Wednesday, June 22, 2016

Severe Event Likely Tonight. How Do I Convey The Message?

A significant severe weather event is likely across the Ohio Valley tonight. The Storm Prediction Center has western Ohio under a moderate risk, a slight risk for the center of northern Ohio overnight. We are only under a moderate risk a few times a year.  So far, no tornado warnings have been issued for any county in northern Ohio, a rarity this late into June. This is a situation that we need to take seriously.

Radar shows the first of two storm clusters passing just south of northern Ohio. Notice the movement: Northwest to Southeast on the eastern edge of the central US ridge.

At a speaking engagement recently, I surveyed the group of around a hundred people what word they think of when I say the words severe when referring to the weather. The majority of them said tornado. Yet statistically, roughly 10% of severe storms produce a tornado. This is why you will rarely hear me use the word severe unless the situation absolutely warrants it. The word severe is very powerful and conjures up powerful imagery and perceptions. Weather situations like the one tonight (June 23, 2016) reminds me of the psychology behind our weather forecasts.

I'd like to say that I make a forecast with a cold, rational eye but I don't. I take into account how people with react to EACH WORD knowing that most people will react with their preconceived weather notions they've developed over time. Viewers hear the word severe and they think tornado. They panic and fear the worse even if the cold hard facts say otherwise. Its hard to reverse that mindset. I learned that real quick after my first major lake effect event twenty years ago.

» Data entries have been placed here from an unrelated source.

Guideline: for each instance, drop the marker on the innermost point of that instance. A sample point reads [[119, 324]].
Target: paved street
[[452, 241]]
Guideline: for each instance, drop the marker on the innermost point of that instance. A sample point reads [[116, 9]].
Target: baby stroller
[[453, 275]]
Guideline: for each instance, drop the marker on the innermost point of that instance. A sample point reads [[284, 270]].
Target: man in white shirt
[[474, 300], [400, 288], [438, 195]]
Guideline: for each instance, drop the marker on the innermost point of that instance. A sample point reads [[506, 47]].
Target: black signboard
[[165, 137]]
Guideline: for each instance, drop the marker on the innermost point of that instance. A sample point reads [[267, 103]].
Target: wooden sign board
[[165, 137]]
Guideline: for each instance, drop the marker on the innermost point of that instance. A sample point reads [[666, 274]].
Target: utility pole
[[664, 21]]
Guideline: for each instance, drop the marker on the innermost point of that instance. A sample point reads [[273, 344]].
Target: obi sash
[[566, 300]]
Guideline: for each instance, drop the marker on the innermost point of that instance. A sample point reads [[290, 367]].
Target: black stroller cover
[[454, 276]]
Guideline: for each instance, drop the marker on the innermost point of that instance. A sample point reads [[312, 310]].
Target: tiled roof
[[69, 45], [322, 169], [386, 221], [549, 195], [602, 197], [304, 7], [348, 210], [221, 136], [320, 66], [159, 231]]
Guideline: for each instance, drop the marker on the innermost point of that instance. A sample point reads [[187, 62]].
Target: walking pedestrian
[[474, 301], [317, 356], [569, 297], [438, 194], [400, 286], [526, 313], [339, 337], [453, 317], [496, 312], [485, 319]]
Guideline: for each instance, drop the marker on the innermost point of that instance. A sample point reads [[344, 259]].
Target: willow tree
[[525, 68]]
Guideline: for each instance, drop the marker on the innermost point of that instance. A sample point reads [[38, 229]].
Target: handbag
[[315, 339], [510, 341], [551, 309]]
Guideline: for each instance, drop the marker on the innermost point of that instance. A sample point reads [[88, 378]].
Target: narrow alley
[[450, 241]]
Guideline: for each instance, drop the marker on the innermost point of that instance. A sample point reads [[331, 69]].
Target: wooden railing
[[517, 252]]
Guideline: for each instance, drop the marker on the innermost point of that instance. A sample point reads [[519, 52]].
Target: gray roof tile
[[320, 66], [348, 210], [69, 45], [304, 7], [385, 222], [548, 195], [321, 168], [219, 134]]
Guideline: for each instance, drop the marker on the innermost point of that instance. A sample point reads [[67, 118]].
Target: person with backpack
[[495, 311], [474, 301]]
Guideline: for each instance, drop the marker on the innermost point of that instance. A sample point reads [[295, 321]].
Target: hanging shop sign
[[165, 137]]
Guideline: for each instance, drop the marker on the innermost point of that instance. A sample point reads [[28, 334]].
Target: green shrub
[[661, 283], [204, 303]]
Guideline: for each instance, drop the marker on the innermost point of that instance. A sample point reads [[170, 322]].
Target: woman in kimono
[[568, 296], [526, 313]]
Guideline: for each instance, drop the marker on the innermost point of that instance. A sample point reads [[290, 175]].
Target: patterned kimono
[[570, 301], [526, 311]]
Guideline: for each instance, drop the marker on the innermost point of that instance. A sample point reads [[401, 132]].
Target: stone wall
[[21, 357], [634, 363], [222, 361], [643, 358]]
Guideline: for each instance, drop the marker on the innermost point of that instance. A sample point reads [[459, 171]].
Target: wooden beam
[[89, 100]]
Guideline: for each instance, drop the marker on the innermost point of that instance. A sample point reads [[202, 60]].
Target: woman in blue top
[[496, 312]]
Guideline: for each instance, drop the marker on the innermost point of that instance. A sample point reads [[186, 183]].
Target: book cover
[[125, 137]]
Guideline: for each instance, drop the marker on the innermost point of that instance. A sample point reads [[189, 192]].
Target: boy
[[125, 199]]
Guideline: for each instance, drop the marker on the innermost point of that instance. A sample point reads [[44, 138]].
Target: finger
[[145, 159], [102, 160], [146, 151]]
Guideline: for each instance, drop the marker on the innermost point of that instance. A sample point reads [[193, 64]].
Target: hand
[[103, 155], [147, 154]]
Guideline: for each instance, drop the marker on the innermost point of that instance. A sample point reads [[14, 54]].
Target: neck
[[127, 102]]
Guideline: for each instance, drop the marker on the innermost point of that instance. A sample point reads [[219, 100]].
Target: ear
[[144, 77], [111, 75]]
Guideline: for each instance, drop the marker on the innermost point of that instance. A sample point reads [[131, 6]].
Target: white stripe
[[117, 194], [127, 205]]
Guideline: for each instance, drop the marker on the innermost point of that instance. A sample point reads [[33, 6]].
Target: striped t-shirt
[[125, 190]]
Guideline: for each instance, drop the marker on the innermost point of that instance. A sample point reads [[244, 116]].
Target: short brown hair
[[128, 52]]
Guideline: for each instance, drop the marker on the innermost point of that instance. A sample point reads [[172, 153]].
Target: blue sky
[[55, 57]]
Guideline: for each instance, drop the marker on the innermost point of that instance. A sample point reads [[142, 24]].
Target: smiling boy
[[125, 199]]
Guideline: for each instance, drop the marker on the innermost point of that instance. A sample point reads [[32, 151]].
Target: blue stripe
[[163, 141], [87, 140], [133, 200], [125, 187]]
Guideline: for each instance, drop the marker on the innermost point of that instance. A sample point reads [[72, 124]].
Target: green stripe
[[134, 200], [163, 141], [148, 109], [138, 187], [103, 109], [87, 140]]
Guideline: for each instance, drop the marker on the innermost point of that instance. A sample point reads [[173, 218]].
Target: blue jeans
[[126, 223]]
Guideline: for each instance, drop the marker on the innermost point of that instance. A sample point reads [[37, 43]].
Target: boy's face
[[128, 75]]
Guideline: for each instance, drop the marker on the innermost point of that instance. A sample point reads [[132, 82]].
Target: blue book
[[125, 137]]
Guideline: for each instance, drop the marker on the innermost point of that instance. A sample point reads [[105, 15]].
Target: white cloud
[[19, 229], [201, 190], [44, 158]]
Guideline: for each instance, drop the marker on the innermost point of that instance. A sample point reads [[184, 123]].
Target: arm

If I could make a poster with bullet points for meteorologists, it would list these five at the top

*  Public perception is very powerful

*  We need to be better communicators of information. Quality of the information is better than clicks or social media engagement

*  Choice of words is of the utmost importance in conveying severity of any weather situation

*  For the public, risk is personal and evokes powerful imagery.  Mass media is for the masses.  Yet the masses in this era of smartphone weather apps want personal forecasts. Huge conundrum.

*  Too much emphasis on uncertainty breeds confusion and inaction. (I am hugely guilty of this as a technical weather geek) We need to find a delicate balance between voicing uncertainty and sticking to a forecast without blowing the event out of proportion.